Eppure le cifre più significative sono altre. E riguardano, soprattutto, la durata dei ricoveri. In Sicilia un contagiato che entra in ospedale, ne esce (vivo) in media dopo 12,6 giorni, più basso del dato nazionale (10,5), tutto sommato in linea con statistiche internazionali che stabiliscono una forbice più ampia, fra 10 e 13 giorni. Ma ciò che sorprende è l’enorme differenza che c’è fra alcuni dei 14 ospedali siciliani ritenuti «sopra-media» e i 16 «sotto-media».

Si va infatti da 2 giorni a quasi tre settimane di durata media delle degenze dei pazienti Covid. In mezzo c’è di tutto. Entrando nel dettaglio, i dati vanno chiariti. L’ospedale-lampo (il San Giacomo D’Altopasso di Licata) ha un rilievo statistico poco utile, visto che c’è soltanto un paziente dimesso su 8 ricoverati. Più significative, invece, sono le performance di altre strutture: il Guzzardi di Vittoria (4,5 giorni di permanenza media dei 38 dimessi su 78), il Papardo di Messina (6,4 giorni, seppur con 13 dimissioni su 74 ricoveri), l’Ospedale dei Bambini di Palermo (6,5, ma con 29 dimessi su 31), il San Giovanni Di Dio di Agrigento (7 giorni sui 12 dimessi di 83), il Gela (7,4 con 54 ingressi). Più sale il numero di pazienti, più si allunga la permanenza in corsia. Con qualche eccezione virtuosa: l’Umberto I di Siracusa, che tiene una media di 8,8 su 48 dimessi dei 94 ricoverati, ma soprattutto il Garibaldi-Centro di Catania, in cui, nonostante la pressione dei 269 ricoveri Covid, riesce a dimetterne 151, con una permanenza inferiore a 9 giorni.

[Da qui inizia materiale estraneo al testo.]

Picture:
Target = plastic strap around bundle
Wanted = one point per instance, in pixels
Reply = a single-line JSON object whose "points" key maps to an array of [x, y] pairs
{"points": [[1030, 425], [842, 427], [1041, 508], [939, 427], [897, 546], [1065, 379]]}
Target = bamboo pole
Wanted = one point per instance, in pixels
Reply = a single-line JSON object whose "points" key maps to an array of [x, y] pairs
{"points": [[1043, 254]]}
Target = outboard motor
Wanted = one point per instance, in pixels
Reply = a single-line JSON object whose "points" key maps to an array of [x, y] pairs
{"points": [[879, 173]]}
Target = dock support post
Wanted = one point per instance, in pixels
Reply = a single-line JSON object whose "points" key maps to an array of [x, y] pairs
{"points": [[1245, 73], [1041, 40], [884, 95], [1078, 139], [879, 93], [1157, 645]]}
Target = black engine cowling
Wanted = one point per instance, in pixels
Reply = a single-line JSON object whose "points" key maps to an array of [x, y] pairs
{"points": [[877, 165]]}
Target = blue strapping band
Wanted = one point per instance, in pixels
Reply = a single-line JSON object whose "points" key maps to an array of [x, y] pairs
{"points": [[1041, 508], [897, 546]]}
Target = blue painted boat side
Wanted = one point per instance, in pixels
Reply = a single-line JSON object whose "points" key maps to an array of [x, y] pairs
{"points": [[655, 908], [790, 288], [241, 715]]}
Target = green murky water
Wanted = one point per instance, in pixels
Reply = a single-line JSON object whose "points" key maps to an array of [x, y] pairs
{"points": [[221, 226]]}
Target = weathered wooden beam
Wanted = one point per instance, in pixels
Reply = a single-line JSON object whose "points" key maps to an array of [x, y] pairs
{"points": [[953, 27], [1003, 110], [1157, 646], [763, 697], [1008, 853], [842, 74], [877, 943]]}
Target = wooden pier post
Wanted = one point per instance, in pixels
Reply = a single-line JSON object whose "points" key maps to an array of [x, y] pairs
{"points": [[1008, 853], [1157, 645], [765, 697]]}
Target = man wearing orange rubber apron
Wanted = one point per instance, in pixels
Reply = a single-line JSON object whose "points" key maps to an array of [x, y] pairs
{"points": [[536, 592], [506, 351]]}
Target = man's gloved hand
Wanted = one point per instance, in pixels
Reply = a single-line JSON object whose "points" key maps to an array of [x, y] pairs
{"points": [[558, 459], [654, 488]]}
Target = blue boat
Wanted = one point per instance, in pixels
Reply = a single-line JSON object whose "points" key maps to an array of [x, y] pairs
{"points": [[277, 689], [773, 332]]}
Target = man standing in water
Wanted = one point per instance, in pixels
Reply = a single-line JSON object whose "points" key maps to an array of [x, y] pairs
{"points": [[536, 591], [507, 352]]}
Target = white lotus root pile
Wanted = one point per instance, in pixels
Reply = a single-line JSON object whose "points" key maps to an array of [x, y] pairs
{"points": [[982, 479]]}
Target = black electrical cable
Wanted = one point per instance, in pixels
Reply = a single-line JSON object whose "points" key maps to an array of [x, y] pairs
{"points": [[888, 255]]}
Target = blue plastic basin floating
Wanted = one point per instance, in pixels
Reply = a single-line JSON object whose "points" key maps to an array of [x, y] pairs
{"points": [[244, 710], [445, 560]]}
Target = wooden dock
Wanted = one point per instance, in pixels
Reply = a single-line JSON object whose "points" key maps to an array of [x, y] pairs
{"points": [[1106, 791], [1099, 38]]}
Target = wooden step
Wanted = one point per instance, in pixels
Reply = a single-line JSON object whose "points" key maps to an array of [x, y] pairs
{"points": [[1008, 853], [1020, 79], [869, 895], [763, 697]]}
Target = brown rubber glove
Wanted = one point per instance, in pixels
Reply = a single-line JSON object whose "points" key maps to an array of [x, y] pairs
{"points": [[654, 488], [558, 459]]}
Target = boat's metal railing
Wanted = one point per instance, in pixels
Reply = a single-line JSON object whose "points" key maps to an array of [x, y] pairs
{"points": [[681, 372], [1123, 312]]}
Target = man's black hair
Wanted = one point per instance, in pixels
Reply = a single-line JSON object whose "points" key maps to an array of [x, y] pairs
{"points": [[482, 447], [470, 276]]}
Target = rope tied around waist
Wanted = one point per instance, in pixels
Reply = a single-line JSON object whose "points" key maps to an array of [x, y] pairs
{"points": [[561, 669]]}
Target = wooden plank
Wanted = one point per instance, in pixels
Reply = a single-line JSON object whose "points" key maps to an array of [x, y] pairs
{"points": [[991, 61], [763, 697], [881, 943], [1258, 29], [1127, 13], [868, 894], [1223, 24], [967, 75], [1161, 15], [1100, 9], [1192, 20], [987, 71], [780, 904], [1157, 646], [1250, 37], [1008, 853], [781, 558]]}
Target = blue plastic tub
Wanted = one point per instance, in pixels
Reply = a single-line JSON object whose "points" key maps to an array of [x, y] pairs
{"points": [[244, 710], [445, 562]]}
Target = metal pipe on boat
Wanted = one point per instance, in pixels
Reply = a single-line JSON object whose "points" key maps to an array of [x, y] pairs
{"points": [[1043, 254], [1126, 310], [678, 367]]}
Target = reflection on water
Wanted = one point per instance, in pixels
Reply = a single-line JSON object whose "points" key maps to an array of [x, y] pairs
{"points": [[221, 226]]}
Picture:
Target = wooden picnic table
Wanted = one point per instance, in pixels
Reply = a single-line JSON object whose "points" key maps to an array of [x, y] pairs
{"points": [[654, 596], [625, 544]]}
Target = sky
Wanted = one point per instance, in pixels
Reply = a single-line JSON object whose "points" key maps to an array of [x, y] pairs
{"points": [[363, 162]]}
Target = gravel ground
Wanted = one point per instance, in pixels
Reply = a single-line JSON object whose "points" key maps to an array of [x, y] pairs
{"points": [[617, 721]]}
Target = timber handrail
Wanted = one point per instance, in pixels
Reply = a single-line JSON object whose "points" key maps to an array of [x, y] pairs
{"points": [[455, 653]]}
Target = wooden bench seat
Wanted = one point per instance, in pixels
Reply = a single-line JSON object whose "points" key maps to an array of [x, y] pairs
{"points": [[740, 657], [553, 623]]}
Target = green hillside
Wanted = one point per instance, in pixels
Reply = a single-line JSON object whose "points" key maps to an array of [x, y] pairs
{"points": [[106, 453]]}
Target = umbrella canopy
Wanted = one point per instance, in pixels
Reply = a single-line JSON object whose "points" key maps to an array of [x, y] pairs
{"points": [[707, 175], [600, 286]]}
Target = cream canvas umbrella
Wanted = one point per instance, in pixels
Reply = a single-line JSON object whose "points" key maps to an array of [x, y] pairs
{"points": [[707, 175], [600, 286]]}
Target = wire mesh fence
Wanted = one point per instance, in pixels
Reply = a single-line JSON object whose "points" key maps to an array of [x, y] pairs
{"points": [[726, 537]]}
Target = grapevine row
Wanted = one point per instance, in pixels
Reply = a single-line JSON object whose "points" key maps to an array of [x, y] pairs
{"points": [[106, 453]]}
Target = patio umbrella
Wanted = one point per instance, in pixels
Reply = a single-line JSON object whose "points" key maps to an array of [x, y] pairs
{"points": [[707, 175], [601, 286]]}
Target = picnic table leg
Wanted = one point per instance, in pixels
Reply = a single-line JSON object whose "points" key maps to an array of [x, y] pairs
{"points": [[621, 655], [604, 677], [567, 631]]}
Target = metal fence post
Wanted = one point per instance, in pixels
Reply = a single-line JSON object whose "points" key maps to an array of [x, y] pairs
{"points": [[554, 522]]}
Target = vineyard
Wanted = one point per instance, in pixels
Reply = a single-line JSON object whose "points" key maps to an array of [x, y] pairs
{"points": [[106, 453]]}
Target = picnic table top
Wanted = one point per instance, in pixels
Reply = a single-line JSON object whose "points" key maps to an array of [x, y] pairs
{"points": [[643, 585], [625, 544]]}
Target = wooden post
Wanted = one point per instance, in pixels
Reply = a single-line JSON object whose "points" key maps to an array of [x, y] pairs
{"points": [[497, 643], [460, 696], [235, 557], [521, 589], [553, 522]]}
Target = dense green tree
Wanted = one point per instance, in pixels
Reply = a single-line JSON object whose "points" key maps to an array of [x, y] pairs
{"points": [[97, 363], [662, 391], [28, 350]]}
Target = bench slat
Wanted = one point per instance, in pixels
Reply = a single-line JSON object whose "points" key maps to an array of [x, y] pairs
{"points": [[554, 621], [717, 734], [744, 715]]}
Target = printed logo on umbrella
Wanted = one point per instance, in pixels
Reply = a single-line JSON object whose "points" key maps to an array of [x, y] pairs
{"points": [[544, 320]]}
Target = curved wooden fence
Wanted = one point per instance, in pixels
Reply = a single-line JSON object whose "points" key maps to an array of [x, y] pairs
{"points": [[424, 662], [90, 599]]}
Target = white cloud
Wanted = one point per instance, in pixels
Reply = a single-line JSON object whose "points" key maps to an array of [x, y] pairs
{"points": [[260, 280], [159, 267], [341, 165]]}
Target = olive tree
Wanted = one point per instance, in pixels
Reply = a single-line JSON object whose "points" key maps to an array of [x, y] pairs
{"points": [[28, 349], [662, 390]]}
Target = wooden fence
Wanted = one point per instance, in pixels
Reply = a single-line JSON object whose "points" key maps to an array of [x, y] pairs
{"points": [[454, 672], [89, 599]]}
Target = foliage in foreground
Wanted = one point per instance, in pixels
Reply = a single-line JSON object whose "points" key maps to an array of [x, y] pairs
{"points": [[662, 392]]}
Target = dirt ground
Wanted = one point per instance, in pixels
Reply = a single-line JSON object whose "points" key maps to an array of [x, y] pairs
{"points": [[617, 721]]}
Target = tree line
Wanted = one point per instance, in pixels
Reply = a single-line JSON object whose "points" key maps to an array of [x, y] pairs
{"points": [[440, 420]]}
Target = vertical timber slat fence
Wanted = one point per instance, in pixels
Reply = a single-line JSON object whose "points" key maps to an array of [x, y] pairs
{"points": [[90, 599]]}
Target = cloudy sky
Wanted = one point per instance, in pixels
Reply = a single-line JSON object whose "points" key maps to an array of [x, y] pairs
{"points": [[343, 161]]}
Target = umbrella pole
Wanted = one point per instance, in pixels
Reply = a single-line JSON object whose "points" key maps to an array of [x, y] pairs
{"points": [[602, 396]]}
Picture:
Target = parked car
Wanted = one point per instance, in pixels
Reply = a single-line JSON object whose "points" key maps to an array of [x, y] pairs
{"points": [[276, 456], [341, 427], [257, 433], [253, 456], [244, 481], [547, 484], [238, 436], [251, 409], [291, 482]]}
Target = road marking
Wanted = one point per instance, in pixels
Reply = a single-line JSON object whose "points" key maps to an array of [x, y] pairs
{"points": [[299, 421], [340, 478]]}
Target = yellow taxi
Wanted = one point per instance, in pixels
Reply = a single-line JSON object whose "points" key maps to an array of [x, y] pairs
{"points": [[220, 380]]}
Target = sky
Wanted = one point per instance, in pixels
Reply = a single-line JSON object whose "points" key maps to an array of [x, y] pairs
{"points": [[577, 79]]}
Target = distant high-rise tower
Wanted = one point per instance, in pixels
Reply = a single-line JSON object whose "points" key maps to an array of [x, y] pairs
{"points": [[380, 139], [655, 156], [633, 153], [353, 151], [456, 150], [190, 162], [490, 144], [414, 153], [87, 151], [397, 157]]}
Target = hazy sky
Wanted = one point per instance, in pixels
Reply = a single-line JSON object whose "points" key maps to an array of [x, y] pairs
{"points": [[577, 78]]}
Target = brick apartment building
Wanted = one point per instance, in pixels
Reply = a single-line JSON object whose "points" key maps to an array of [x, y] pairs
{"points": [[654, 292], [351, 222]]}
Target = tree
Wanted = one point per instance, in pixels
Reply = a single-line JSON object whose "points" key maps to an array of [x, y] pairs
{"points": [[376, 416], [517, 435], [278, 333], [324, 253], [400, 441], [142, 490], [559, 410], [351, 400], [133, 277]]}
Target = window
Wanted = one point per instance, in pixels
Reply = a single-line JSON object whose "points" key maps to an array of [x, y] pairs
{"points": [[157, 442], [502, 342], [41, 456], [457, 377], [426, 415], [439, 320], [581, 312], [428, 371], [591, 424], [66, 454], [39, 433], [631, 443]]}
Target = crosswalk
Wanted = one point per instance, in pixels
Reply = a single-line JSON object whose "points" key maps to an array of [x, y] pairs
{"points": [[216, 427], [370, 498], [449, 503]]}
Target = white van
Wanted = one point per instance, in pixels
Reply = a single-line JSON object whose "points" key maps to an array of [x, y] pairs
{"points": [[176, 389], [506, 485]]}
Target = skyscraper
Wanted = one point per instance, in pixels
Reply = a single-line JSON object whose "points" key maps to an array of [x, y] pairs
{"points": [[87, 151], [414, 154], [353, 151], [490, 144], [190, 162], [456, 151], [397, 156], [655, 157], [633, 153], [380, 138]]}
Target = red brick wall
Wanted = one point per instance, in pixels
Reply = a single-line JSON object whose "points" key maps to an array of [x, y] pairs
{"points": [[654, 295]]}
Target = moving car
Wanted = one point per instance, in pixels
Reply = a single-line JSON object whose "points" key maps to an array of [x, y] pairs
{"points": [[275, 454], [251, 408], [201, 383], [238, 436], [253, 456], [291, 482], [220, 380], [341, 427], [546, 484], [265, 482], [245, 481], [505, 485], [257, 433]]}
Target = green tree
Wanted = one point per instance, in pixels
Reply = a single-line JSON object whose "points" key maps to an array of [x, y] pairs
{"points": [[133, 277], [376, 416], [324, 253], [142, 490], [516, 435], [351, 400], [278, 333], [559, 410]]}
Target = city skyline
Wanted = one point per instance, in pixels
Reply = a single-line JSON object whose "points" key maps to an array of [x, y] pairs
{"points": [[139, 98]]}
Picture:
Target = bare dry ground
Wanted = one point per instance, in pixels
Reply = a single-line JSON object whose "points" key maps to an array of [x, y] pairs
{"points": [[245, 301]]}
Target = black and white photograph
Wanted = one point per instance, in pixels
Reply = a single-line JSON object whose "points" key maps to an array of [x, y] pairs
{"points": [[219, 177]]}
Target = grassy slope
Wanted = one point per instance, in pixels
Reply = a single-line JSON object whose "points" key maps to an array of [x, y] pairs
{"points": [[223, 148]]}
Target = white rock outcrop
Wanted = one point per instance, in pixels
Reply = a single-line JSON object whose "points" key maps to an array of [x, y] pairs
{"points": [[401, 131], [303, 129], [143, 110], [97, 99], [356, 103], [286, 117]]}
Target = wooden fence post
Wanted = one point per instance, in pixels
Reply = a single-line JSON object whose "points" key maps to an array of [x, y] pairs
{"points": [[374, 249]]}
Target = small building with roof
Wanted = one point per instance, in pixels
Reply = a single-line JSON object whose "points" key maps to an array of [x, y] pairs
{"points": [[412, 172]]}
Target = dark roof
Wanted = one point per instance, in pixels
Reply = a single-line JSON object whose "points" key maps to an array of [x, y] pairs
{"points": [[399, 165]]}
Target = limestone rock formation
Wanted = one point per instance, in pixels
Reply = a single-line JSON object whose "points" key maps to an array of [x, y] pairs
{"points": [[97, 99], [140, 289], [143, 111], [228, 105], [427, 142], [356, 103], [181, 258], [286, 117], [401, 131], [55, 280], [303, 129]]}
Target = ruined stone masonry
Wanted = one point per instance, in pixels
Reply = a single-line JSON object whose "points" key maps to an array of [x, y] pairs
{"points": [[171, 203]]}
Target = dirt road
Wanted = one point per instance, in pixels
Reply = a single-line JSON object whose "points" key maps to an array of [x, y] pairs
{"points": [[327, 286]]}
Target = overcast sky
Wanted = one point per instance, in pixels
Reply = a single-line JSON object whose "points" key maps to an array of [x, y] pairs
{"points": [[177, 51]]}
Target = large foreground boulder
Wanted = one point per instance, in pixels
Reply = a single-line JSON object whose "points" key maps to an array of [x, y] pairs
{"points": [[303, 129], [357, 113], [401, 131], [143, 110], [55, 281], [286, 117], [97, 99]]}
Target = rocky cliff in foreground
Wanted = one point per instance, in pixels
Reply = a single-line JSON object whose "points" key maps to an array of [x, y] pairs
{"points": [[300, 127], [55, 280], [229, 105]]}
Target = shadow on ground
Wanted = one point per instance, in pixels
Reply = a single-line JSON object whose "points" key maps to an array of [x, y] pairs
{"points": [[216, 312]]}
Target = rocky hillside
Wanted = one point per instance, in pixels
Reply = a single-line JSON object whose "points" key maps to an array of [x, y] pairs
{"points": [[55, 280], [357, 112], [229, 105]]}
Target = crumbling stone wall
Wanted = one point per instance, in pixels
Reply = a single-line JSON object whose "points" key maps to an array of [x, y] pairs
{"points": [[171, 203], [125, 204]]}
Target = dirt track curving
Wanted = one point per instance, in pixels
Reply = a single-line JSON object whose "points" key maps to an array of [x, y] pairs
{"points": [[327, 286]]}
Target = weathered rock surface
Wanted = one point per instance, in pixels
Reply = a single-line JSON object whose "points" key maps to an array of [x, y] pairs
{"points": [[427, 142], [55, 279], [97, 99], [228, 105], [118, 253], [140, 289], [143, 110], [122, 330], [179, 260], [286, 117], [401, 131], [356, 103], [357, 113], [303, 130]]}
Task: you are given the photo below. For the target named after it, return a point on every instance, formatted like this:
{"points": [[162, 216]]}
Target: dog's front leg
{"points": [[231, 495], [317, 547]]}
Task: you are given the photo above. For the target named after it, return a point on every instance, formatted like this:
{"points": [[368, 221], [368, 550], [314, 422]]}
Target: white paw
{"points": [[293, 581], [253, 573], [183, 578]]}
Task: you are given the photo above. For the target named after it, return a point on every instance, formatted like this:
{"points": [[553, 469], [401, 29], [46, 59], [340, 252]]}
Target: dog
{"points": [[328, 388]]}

Le variabili da considerare sono numerose: la grandezza e la relativa dotazione organica, la tipologia di pazienti (e il peso, sul totale, di quelli in terapia intensiva), il ruolo dell’ospedale sul territorio, le strategie post dimissioni (cure domiciliari, Covid hotel o Rsa). Ed è per questo che talvolta alcuni risultati non sono assimilabili. Come nel caso del più lento nelle dimissioni, il Maria Ss. Addolorata di Biancavilla (20,8 giorni per i 12 dimessi su 32 ricoverati), rispetto all’altro ospedale-lumaca che lo segue a ruota, ovvero il Civico di Palermo, con 19,1 giorni per le 110 dimissioni sui 245 ricoveri. Fra gli altri “sopra-media” ci sono l’Abele-Ajello di Mazara (35 su 54, 19 giorni), il Policlinico di Messina (16,5 giorni per dimettere appena 32 malati su 86) e il S. Elia di Caltanissetta (16,4 giorni, 41 dimessi su 90).

La rapidità del turn over è uno degli elementi che mette sul tavolo il dirigente La Rocca nel suo sfogo contro i direttori generali, che «non avevano gli attributi per imporsi su alcuni medici». Questi ultimi, a differenza dei colleghi che «si stanno sacrificando dando l’anima in questa emergenza», secondo il dirigente generale della Pianificazione strategia, «non vogliono occuparsi» di pazienti Covid «per potere continuare a gestire pazienti in intramoenia».

Le prestazioni a pagamento svolte dai big della sanità siciliana sono compatibili con il Covid, soprattutto laddove drenano risorse umane? Il dibattito, fra gli esperti, è infuocato. Ma il punto è un altro. La comunicazione dei dati (come questi che pubblichiamo) all’opinione pubblica è fondamentale. Così come sarebbe opportuno, laddove ci fossero sospetti che dietro ai numeri si nascondano altre dinamiche poco chiare, denunciare eventuali abusi. Non soltanto alla stampa.